Some things may be allowed, some things may not. Some things should be accommodated, other things should not. Some things are required and simply must be present in a certain form, other things must never be present.
So now we can reintroduce Scott Bradner and his 500-word memo (RFC 2119). Bradner gave us a way to succinctly specify all of the above, without ambiguity, by defining these five imperatives (quoted here, just as he wrote them in March of 1997):
- MUST ⠀ This word, or the terms "REQUIRED" or "SHALL", mean that the definition is an absolute requirement of the specification.
- MUST NOT ⠀ This phrase, or the phrase "SHALL NOT", mean that the definition is an absolute prohibition of the specification.
- SHOULD ⠀ This word, or the adjective "RECOMMENDED", mean that there may exist valid reasons in particular circumstances to ignore a particular item, but the full implications must be understood and carefully weighed before choosing a different course.
- SHOULD NOT ⠀ This phrase, or the phrase "NOT RECOMMENDED" mean that there may exist valid reasons in particular circumstances when the particular behavior is acceptable or even useful, but the full implications should be understood and the case carefully weighed before implementing any behavior described with this label.
- MAY ⠀ This word, or the adjective "OPTIONAL", mean that an item is truly optional. One vendor may choose to include the item because a particular marketplace requires it or because the vendor feels that it enhances the product while another vendor may omit the same item.
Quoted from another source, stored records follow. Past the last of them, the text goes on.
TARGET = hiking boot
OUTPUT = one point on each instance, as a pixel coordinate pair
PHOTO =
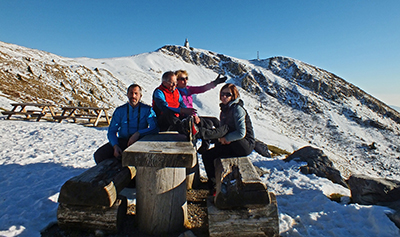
(204, 146)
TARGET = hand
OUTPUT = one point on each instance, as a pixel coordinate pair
(220, 79)
(117, 151)
(223, 141)
(188, 111)
(133, 138)
(196, 119)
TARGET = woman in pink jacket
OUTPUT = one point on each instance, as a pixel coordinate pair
(208, 123)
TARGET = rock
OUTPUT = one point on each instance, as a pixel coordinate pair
(317, 163)
(370, 191)
(262, 148)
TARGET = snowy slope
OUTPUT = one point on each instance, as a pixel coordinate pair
(287, 111)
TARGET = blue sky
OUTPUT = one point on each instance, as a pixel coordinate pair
(356, 40)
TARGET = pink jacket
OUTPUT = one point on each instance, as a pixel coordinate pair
(187, 92)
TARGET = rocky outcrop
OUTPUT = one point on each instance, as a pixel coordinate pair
(28, 75)
(372, 191)
(317, 163)
(298, 74)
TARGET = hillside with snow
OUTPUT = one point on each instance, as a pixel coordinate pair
(292, 104)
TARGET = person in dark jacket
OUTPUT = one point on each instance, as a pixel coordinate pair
(129, 122)
(239, 141)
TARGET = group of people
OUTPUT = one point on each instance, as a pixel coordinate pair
(172, 110)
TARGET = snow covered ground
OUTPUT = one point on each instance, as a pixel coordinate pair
(36, 158)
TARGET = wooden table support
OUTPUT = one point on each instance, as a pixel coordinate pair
(161, 161)
(44, 109)
(91, 113)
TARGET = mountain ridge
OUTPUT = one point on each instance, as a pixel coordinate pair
(285, 97)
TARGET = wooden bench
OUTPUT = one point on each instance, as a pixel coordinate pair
(92, 114)
(91, 201)
(242, 205)
(161, 161)
(21, 109)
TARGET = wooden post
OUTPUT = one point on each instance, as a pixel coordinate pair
(250, 221)
(97, 186)
(238, 184)
(92, 217)
(161, 205)
(161, 161)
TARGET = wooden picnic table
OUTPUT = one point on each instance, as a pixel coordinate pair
(161, 161)
(93, 114)
(40, 111)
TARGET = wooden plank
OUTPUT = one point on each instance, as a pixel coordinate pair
(108, 219)
(238, 184)
(98, 186)
(160, 150)
(161, 205)
(252, 221)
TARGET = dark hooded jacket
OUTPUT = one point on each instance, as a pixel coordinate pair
(236, 117)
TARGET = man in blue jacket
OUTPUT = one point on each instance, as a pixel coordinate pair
(129, 122)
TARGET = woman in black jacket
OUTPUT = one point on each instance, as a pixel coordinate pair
(239, 141)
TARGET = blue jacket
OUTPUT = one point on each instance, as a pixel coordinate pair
(160, 101)
(146, 124)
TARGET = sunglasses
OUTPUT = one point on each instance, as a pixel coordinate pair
(227, 94)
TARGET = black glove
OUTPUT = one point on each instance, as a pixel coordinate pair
(220, 79)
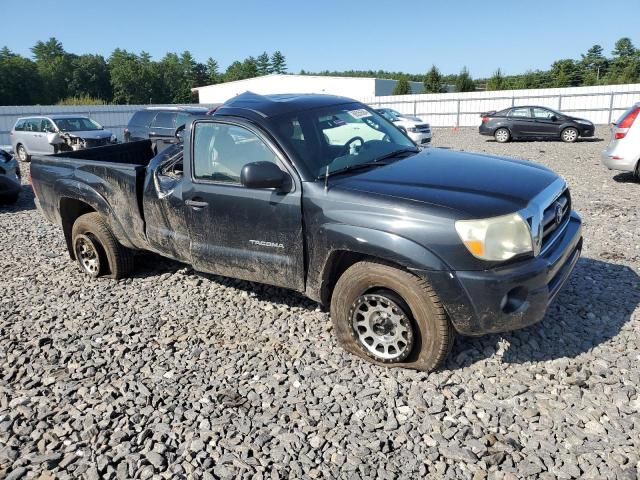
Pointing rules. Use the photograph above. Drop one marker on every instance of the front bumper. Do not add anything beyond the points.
(510, 297)
(617, 159)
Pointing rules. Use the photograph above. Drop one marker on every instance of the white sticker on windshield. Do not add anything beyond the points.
(360, 113)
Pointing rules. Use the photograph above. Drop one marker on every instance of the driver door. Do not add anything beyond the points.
(249, 233)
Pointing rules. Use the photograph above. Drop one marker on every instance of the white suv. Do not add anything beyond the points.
(623, 151)
(413, 127)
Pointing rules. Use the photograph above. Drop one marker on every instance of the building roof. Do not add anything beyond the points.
(287, 75)
(273, 105)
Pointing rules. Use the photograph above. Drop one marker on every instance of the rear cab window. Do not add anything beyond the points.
(142, 118)
(523, 112)
(165, 120)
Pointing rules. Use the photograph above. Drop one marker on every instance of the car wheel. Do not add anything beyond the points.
(23, 156)
(97, 250)
(502, 135)
(390, 317)
(569, 135)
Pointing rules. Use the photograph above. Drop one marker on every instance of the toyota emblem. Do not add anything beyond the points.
(558, 214)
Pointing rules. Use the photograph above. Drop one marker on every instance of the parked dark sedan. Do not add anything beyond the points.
(159, 124)
(523, 122)
(9, 178)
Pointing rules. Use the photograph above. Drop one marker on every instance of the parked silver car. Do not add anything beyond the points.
(43, 135)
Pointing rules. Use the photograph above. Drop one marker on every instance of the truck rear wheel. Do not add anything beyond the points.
(390, 317)
(97, 250)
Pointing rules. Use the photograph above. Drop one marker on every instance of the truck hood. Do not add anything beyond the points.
(475, 185)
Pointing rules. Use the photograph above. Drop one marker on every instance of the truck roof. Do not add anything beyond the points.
(274, 105)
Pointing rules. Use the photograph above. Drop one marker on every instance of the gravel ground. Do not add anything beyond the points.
(174, 374)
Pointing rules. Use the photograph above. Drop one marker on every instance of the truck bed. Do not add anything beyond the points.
(131, 153)
(110, 179)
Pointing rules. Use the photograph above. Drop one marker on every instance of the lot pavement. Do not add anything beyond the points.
(176, 374)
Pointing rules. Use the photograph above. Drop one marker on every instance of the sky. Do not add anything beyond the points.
(407, 36)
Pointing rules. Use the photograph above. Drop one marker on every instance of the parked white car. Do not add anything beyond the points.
(623, 151)
(418, 130)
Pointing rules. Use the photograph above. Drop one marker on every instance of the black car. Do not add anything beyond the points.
(322, 195)
(528, 122)
(159, 124)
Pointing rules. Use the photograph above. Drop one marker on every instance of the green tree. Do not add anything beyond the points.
(433, 81)
(278, 63)
(263, 63)
(464, 82)
(402, 87)
(213, 72)
(20, 83)
(90, 78)
(134, 78)
(497, 81)
(54, 67)
(565, 73)
(593, 65)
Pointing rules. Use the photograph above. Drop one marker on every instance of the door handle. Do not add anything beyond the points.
(195, 204)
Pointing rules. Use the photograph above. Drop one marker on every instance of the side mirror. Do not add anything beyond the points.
(263, 175)
(54, 139)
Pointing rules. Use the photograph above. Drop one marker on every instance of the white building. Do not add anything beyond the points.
(353, 87)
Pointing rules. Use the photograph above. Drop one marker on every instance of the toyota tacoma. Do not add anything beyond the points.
(406, 247)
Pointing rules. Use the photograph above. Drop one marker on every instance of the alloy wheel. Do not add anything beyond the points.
(382, 327)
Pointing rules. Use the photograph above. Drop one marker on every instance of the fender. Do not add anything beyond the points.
(81, 191)
(369, 242)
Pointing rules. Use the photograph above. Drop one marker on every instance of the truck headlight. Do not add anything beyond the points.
(498, 238)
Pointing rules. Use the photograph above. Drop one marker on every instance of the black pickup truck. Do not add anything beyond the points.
(322, 195)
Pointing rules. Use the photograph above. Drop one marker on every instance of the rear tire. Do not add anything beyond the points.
(22, 154)
(502, 135)
(390, 317)
(569, 135)
(97, 250)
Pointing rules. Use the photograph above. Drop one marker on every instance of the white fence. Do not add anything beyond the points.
(601, 105)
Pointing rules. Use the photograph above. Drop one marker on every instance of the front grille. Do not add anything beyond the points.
(555, 216)
(95, 142)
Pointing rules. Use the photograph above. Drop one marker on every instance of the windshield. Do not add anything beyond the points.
(340, 137)
(76, 124)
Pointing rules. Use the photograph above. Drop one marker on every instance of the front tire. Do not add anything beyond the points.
(390, 317)
(569, 135)
(502, 135)
(22, 154)
(97, 250)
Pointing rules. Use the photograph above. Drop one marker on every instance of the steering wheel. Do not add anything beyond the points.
(350, 141)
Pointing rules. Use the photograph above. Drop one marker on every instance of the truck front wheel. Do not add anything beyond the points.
(390, 317)
(97, 250)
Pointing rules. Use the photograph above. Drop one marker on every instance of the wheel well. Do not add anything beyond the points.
(338, 263)
(70, 210)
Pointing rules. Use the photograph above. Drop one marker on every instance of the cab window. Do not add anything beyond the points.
(520, 112)
(221, 150)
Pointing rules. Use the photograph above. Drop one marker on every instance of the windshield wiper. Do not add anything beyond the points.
(378, 162)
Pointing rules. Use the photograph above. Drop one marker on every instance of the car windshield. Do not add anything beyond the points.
(76, 124)
(341, 137)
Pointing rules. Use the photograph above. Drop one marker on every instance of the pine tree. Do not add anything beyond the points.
(264, 64)
(278, 63)
(433, 81)
(402, 87)
(464, 82)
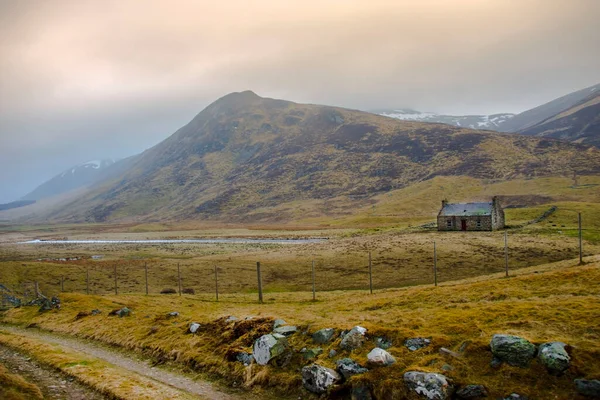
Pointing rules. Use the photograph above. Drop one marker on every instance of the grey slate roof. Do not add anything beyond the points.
(466, 209)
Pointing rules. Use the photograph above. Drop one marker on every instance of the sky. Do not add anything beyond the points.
(83, 80)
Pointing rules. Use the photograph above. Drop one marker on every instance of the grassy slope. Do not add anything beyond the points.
(544, 303)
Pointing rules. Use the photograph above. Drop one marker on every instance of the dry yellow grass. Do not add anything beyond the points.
(543, 303)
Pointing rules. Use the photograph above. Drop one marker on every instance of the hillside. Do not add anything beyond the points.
(244, 152)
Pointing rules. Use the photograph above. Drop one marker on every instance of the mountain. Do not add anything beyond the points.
(529, 118)
(73, 178)
(492, 122)
(248, 158)
(580, 123)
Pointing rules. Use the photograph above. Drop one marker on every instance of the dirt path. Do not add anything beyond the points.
(53, 384)
(204, 390)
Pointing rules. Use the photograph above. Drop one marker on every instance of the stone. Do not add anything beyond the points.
(414, 344)
(379, 356)
(318, 379)
(554, 357)
(588, 387)
(383, 343)
(309, 354)
(194, 326)
(287, 330)
(429, 385)
(278, 322)
(354, 339)
(472, 392)
(244, 358)
(514, 350)
(348, 367)
(268, 347)
(323, 336)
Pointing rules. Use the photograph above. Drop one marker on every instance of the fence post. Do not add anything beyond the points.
(259, 282)
(370, 275)
(314, 287)
(179, 277)
(506, 253)
(434, 264)
(216, 282)
(146, 275)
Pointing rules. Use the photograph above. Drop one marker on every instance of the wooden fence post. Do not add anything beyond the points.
(259, 282)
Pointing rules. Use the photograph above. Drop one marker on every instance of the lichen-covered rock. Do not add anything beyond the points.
(554, 357)
(588, 387)
(429, 385)
(379, 356)
(318, 379)
(472, 392)
(354, 339)
(285, 330)
(514, 350)
(348, 367)
(268, 347)
(194, 326)
(414, 344)
(323, 336)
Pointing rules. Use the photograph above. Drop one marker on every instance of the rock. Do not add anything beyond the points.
(323, 336)
(194, 326)
(429, 385)
(268, 347)
(383, 343)
(360, 391)
(317, 379)
(514, 350)
(354, 339)
(285, 330)
(278, 322)
(554, 357)
(414, 344)
(379, 356)
(472, 392)
(348, 367)
(588, 387)
(309, 354)
(244, 358)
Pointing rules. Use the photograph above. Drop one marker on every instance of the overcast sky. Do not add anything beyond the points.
(82, 80)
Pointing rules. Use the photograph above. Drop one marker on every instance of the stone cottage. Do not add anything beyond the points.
(487, 216)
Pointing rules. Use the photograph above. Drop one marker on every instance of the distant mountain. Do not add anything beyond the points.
(492, 122)
(527, 119)
(247, 158)
(73, 178)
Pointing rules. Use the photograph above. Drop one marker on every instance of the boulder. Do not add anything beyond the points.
(268, 347)
(554, 357)
(354, 339)
(348, 367)
(414, 344)
(514, 350)
(194, 326)
(472, 392)
(287, 330)
(323, 336)
(379, 356)
(318, 379)
(429, 385)
(588, 387)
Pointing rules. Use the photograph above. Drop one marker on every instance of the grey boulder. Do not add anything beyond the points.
(318, 379)
(429, 385)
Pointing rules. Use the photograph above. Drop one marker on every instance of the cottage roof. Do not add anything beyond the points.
(466, 209)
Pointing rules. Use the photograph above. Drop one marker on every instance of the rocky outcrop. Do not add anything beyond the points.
(268, 347)
(514, 350)
(318, 379)
(429, 385)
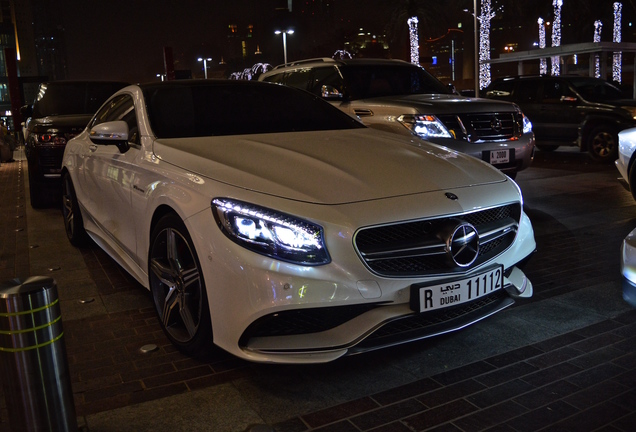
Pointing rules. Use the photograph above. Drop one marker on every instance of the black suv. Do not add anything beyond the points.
(570, 110)
(402, 98)
(60, 111)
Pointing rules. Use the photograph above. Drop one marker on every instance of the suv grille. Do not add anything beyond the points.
(418, 248)
(483, 127)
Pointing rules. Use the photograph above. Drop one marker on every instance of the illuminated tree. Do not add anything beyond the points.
(556, 36)
(484, 43)
(543, 64)
(598, 27)
(617, 61)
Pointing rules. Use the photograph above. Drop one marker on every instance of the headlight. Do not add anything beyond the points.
(527, 124)
(271, 233)
(425, 126)
(631, 111)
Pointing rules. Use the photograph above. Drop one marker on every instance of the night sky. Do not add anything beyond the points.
(124, 39)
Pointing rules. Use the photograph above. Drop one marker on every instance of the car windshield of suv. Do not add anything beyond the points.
(369, 81)
(237, 108)
(73, 98)
(596, 90)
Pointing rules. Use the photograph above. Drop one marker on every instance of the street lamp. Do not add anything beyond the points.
(285, 33)
(205, 65)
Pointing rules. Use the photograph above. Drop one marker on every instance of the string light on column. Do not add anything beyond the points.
(556, 35)
(618, 56)
(598, 27)
(543, 63)
(484, 43)
(414, 39)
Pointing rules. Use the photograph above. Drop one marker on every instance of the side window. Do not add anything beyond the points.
(298, 78)
(553, 90)
(120, 107)
(278, 78)
(326, 82)
(526, 91)
(500, 90)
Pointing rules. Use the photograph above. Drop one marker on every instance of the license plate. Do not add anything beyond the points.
(460, 291)
(499, 156)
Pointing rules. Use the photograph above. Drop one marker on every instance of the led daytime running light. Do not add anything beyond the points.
(271, 233)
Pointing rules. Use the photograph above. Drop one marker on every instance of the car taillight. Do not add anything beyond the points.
(52, 139)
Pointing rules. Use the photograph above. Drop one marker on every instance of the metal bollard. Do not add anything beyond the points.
(33, 364)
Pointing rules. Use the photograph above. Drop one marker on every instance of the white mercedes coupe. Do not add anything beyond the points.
(269, 223)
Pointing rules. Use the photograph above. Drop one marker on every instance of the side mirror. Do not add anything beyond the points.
(26, 111)
(569, 99)
(111, 133)
(330, 93)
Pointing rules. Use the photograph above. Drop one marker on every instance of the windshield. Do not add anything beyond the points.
(73, 98)
(216, 108)
(368, 81)
(596, 90)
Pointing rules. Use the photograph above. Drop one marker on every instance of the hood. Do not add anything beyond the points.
(441, 103)
(329, 167)
(63, 122)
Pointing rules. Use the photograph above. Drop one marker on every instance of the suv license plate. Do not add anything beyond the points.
(455, 292)
(499, 156)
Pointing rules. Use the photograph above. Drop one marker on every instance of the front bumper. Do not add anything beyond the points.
(520, 152)
(267, 311)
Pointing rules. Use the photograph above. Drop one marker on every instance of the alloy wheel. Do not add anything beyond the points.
(176, 285)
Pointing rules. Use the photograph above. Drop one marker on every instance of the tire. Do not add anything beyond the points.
(543, 147)
(177, 287)
(602, 144)
(73, 222)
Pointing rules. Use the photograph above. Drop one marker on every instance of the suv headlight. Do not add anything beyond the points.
(50, 136)
(631, 111)
(271, 233)
(425, 126)
(527, 124)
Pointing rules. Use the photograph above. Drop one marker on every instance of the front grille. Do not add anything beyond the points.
(418, 248)
(483, 127)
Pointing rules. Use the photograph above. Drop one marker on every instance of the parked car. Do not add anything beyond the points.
(283, 230)
(628, 268)
(626, 158)
(570, 110)
(60, 111)
(403, 98)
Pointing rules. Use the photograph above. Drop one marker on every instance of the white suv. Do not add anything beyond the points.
(400, 97)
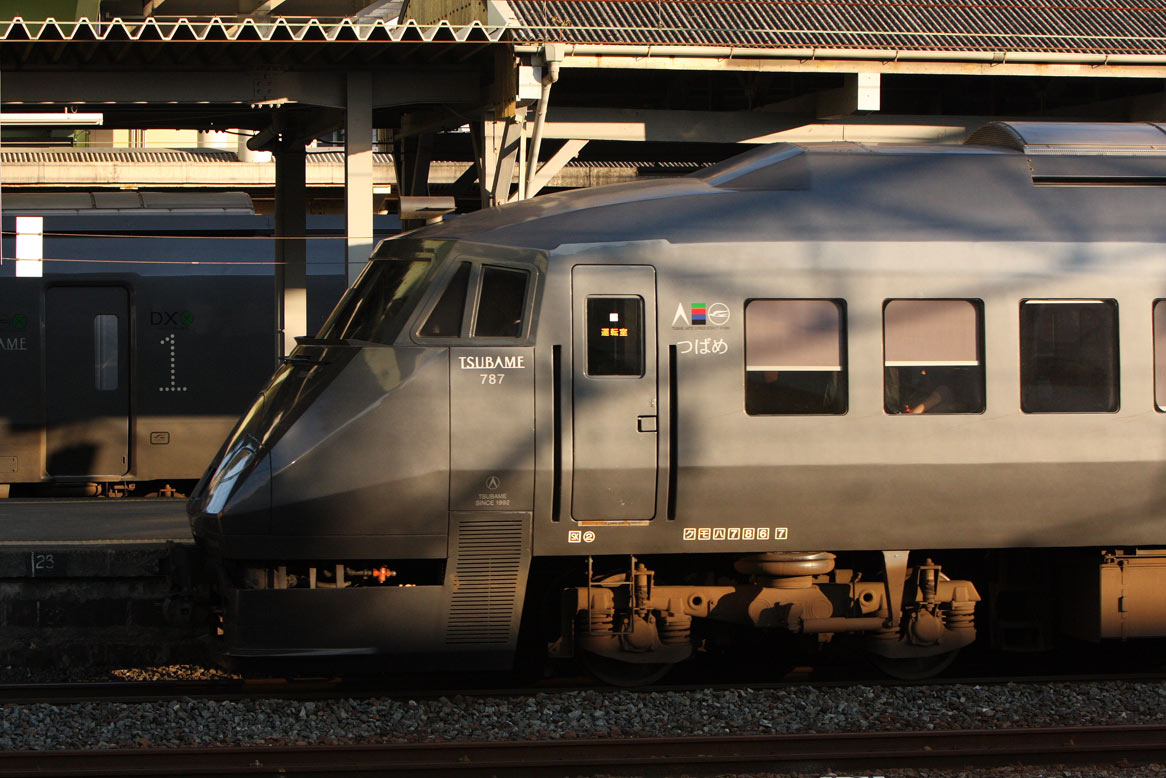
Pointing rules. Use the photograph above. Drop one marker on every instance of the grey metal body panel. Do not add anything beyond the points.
(370, 455)
(869, 479)
(491, 407)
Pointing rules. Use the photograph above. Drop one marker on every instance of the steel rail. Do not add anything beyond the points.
(827, 751)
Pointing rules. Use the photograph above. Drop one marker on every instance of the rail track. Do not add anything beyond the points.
(866, 752)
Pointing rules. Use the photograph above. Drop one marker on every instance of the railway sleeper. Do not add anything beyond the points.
(630, 618)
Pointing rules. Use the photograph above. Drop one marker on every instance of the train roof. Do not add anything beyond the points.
(1011, 181)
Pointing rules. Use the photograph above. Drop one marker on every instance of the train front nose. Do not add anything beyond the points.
(238, 490)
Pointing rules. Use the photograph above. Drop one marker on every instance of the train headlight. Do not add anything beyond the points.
(233, 464)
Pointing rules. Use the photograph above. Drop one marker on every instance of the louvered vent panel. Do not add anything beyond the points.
(487, 566)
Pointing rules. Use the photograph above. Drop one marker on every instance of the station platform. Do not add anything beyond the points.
(35, 523)
(91, 584)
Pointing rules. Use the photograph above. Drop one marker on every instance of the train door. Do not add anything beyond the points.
(86, 354)
(613, 393)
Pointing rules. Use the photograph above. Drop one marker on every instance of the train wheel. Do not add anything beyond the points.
(623, 673)
(914, 668)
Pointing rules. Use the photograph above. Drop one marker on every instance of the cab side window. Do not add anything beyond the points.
(1160, 354)
(445, 320)
(1068, 356)
(932, 356)
(500, 302)
(795, 357)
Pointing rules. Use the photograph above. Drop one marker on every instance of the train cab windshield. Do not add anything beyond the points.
(378, 306)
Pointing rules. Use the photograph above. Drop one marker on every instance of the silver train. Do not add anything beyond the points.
(785, 397)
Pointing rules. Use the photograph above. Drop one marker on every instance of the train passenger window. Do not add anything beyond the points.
(445, 319)
(1068, 356)
(795, 357)
(500, 302)
(1160, 354)
(105, 352)
(932, 356)
(615, 336)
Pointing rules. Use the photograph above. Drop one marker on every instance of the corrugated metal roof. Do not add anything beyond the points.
(1104, 27)
(1118, 27)
(215, 29)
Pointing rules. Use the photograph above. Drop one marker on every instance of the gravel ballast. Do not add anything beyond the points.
(580, 714)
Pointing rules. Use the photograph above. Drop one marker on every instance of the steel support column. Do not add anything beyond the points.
(501, 153)
(290, 246)
(358, 174)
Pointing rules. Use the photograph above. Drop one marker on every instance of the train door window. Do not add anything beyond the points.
(932, 356)
(615, 336)
(1068, 356)
(795, 357)
(1160, 354)
(105, 352)
(445, 319)
(500, 302)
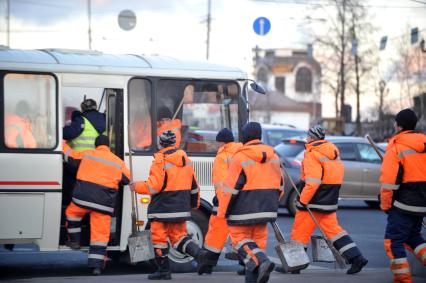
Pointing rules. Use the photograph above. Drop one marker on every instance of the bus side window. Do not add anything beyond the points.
(140, 130)
(29, 111)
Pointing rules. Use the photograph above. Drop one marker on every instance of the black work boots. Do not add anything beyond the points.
(163, 269)
(264, 271)
(357, 264)
(73, 245)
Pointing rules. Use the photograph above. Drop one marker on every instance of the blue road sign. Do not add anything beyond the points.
(261, 26)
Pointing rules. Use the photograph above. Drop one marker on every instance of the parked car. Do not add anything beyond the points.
(274, 134)
(362, 168)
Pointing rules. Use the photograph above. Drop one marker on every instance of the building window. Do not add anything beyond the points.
(304, 80)
(280, 84)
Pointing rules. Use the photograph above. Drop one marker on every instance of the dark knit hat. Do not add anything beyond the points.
(101, 140)
(88, 104)
(168, 138)
(406, 119)
(317, 132)
(164, 113)
(251, 131)
(225, 135)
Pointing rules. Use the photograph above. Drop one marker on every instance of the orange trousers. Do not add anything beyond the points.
(250, 242)
(99, 223)
(304, 226)
(162, 231)
(100, 226)
(217, 234)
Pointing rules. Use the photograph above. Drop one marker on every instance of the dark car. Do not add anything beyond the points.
(362, 168)
(274, 134)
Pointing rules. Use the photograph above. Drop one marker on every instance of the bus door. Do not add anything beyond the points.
(115, 133)
(30, 159)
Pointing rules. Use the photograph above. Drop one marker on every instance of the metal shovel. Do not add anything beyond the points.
(292, 254)
(140, 243)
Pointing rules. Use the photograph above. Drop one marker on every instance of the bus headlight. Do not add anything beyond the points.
(145, 200)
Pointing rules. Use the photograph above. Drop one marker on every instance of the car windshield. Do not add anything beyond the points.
(289, 149)
(275, 136)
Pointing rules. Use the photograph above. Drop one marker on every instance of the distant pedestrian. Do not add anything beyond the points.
(100, 172)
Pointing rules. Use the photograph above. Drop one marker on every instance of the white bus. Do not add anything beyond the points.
(129, 89)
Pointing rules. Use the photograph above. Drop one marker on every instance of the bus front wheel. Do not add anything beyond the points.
(197, 228)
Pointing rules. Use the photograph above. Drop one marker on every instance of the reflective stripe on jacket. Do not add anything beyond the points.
(86, 140)
(220, 169)
(18, 133)
(403, 174)
(252, 186)
(172, 185)
(98, 177)
(322, 171)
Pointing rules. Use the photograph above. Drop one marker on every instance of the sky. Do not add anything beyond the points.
(178, 28)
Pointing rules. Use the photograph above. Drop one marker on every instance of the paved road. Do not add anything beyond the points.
(365, 225)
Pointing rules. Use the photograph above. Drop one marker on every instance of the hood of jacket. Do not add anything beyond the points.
(174, 156)
(257, 151)
(230, 147)
(325, 148)
(411, 139)
(97, 119)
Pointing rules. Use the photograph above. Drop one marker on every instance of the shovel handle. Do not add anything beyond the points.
(277, 232)
(135, 215)
(370, 140)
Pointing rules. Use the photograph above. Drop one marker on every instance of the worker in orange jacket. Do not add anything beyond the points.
(165, 122)
(218, 229)
(403, 195)
(174, 191)
(100, 172)
(250, 200)
(322, 175)
(18, 130)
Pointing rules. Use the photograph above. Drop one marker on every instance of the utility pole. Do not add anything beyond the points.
(209, 19)
(342, 61)
(89, 17)
(8, 23)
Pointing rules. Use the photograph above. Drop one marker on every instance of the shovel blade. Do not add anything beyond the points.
(140, 247)
(292, 256)
(320, 250)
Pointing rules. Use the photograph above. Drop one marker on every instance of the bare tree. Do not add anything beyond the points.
(346, 69)
(364, 57)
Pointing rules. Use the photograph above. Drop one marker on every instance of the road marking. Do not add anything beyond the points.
(277, 261)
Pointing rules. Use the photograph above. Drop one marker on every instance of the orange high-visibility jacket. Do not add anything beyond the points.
(220, 169)
(173, 186)
(100, 172)
(403, 175)
(322, 171)
(252, 186)
(18, 133)
(174, 125)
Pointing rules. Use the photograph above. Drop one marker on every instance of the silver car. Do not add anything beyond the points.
(362, 168)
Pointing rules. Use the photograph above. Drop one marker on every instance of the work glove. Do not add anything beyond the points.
(75, 114)
(132, 186)
(300, 205)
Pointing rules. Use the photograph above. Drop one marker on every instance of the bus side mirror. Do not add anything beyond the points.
(257, 88)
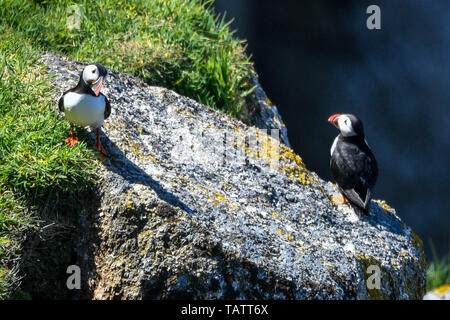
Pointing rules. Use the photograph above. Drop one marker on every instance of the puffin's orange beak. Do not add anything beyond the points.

An implementation which does not include a particular option MUST be prepared to interoperate with another implementation which does include the option, though perhaps with reduced functionality. In the same vein an implementation which does include a particular option MUST be prepared to interoperate with another implementation which does not include the option (except, of course, for the feature the option provides.)
Nearly every RFC written in the past 25 years has referenced RFC 2119 and used these imperatives to be explicit about what is mandatory, what is advisable, and what is allowed but not required.
Interestingly, RFC 2119 itself has only ever been updated once, to clarify that when these imperatives are not capitalized, they have their normal English meanings.
World Standards Day
October 14th is World Standards Day. It's a day when we can pause and give thanks for all the efforts of the many volunteers who contribute to the efficient running of things.
Regarding the internet, there are many organizations that help to establish the standards that contribute to its success. Their acronyms are familiar to anyone working in software development:
- IEEE - Institute of Electrical and Electronics Engineers Standards Association
- ISO/IEC - International Organization for Standardization and the International Electrotechnical Commission
- ANSI - American National Standards Institute
- W3C - World Wide Web Consortium
- IETF - Internet Engineering Task Force
And there are others, each filling a technical niche: computer languages, data storage, compression, caching, and many more.
Every domain has their own collection of standards, and their own reasons for establishing them. For those of us who write software, standards make it possible for you and me and someone we've never met, to create state-of-the-art software, that works in harmony with legacy software written years ago, and with novel software that may be written years from now.
Scott Bradner went on to become one of the stalwarts of the IETF, participating at every level of the process. We owe a lot to him. One way to pay him back is to volunteer in the standards making process.
Let us be thankful to all the scientists, inventors, engineers, and writers who volunteer their time and expertise towards the establishment of standards.